Watering down your calling is just a temporary solution for an eternal problem. It will never lead to the satisfaction and true rest that we all long for. At the end of the day, I know that if I don’t trust Him with this I’ve denied myself abundant life. Jesus said that’s what He came to bring us, and just as He challenged the rich young ruler, He also challenges us to leave our comfort behind.

What He’s placed inside us isn’t just for us. God’s purposes will be accomplished with or without us. Are you okay with that? I don’t think so. Although, my actions make me feel as if I am betraying myself, since they seem so contrary to who I know I am—to who I’m called to be.

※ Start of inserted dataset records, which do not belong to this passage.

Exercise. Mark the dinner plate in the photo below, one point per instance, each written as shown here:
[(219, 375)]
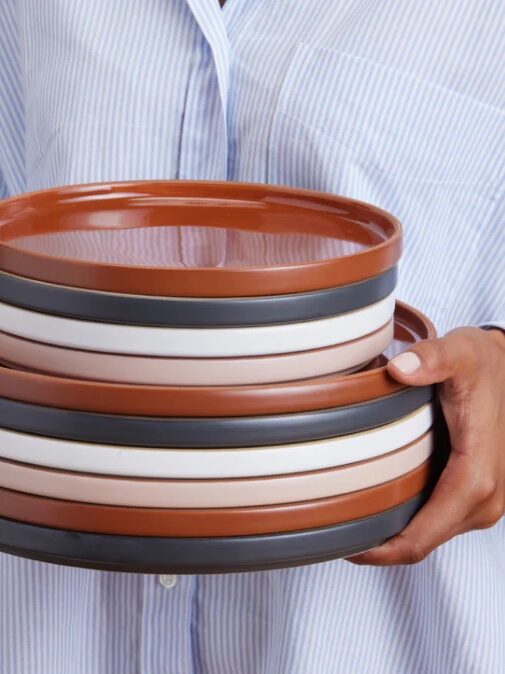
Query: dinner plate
[(197, 522), (214, 463), (196, 342), (204, 555), (196, 239), (210, 432), (190, 401), (155, 493), (341, 359), (193, 311)]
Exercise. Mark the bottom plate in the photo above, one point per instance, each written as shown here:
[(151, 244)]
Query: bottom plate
[(203, 555)]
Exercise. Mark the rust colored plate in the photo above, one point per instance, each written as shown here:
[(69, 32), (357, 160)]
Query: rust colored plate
[(190, 523), (196, 239), (223, 401)]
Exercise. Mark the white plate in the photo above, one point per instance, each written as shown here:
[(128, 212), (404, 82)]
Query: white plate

Him we proclaim, warning everyone and teaching everyone with all wisdom, that we may present everyone mature in Christ. For this I toil, struggling with all his energy that he powerfully works within me.
— Colossians 1:28-29

When Paul says, “for this I toil, struggling,” he's saying that he's exhausting himself for the sake of the call, for the good fight of faith. He acknowledges the powerful work of the Spirit within and responds accordingly. Know this: Paul is not working for the sake of achievement or earning recognition. He is working and toiling in response to the reality of a dying world and the corresponding power of the Holy Spirit within; the same power that raised Christ from the dead.

When we water down the call we relegate the powerful work of the Holy Spirit to the sidelines of our lives. The power that raised Christ is the same power that is available for you to spend yourself completely on the gospel (beyond what you thought possible). And in the very midst, the Holy Spirit invites us to rest in His sovereign care. He wants us to know that if we pour out our lives, abundant life awaits us.

You may be asking the same question I’ve used as an excuse many times to keep from being “all in." How is it possible to give beyond what you imagined and then to rest? Both are the result of utter dependence and yielding to the work of the Holy Spirit. You can’t have one without the other. You can’t work in submission to the Holy Spirit and not rest AND you can’t rest in submission to the Holy Spirit and not work.

When we try to preserve our comfort we deny ourselves true rest.

But Jesus invites us into a “glorious ‘yes.' " A yes that requires every part of us and gives us abundant life in return.

So give it all.

Give it everything you’ve got.

Do it scared if you have to.

Because it will be worth it.

It always is.

You’re full of life now, full of passion. That’s how He made you. Just let it happen.